Thursday, April 2, 2015

Great Read


 

Reflections on “The Abortion I Never Had”

By Dave Andrusko
rachels-vineyard-logoWhat would you think might be the perspective of a woman who wrote a story whose title is “The Abortion I never had”?
I didn’t know either, so, intrigued, I read it. I’m glad I did.

The author begins by talking about a powerful story written by Christina, a woman who did have an abortion. Her account made the author think about her own “scare.”
The headline gives away that she did not have an abortion, but, she tells us, she surely could have. “[A]bortion is what my generation did,” she writes. And while the overall message of her essay on one level is “that could have been me,” there is much more.

What her brief narrative tells us is that when she did become pregnant “back in the day,” she was in what would seem to be a [relatively] stable situation. No ring, but…

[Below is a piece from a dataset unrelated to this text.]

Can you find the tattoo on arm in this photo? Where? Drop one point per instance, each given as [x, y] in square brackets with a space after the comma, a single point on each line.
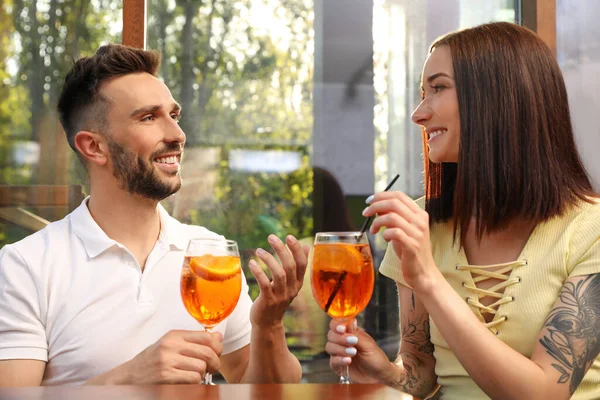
[416, 332]
[572, 338]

“And then we had the scare. The situation quickly became all about him. HE needed to finish school.  What would HIS parents think? HE couldn’t find a job to support us and a baby.  HE didn’t want to get married then (to me anyway, as I found out later).”
It was a “false alarm,” but that didn’t prevent her from making what she now sees were additional wrong choices.

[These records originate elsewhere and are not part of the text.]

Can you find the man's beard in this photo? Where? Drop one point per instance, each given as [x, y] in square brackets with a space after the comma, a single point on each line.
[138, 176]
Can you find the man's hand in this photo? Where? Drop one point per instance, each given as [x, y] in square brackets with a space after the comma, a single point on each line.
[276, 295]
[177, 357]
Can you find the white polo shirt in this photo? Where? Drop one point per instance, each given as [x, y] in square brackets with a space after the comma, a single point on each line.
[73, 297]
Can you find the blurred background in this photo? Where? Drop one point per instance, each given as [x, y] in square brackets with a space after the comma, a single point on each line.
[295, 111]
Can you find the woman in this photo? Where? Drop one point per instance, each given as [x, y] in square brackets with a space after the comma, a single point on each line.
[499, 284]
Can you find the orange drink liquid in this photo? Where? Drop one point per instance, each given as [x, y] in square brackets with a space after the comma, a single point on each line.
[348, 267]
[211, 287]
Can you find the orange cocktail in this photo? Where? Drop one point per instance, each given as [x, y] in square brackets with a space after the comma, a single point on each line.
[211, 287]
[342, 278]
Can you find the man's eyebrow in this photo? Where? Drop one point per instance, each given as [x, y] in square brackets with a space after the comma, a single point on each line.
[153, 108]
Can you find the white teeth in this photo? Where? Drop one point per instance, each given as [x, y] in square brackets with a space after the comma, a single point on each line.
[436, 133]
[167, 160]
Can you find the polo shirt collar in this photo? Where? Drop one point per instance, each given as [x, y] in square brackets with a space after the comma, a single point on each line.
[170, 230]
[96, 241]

She tells us in her conclusion
“20/20 Catholic hindsight is like looking at that time in my life as if it were a different universe.  My faith has brought me to a new understanding of love, sex, marriage, but especially abortion.
“I was spared the painful experience Christina and others have had. The Lord gave me a gift.  At the time, I didn’t realize it or appreciate it, but I do now.”

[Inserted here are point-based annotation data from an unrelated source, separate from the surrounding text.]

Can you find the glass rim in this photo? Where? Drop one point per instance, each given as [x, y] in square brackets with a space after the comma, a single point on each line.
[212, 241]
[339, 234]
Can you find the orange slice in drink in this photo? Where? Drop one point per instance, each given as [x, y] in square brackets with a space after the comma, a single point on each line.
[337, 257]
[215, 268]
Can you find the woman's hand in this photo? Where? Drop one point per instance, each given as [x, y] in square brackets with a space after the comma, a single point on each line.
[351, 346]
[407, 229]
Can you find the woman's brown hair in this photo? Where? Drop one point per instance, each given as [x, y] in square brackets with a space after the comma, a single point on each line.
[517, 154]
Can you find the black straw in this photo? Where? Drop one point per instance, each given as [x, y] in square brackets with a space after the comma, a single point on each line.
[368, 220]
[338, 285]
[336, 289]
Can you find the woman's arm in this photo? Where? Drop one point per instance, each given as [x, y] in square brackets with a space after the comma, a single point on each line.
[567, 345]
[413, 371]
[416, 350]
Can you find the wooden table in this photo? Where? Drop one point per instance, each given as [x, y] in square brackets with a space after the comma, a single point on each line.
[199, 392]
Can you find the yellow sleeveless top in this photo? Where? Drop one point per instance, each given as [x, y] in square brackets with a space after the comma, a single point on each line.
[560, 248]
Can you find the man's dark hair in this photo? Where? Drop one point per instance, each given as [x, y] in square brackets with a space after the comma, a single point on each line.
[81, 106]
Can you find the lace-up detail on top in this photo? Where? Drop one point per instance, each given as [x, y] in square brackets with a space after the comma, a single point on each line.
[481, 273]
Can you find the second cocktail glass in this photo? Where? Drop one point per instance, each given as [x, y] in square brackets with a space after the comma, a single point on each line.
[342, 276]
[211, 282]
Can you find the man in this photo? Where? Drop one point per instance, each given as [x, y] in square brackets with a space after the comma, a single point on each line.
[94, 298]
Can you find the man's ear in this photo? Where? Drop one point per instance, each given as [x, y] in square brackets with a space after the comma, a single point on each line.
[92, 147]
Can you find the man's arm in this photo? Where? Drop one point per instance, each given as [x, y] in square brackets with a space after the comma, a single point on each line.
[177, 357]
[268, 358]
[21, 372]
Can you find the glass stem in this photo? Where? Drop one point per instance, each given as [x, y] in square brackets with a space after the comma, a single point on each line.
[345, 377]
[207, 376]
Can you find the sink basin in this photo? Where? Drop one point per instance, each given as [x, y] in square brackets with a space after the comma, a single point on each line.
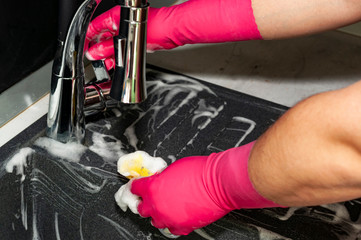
[51, 190]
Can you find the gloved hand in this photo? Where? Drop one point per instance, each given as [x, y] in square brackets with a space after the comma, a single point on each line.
[195, 21]
[196, 191]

There are many, many reasons pro-lifers do not, could not condemn women who have had abortions. We understand the pressures they were under; we understand that most often they are their own harshest critics; condemnation helps no one; and, of course, because our message is one of love and hope and forgiveness.

And we also know that unless we’ve walked in someone’s shoes we can’t know the pressures they were under, the strength of character it would require to say no to those who counsel death and to say yes to Life.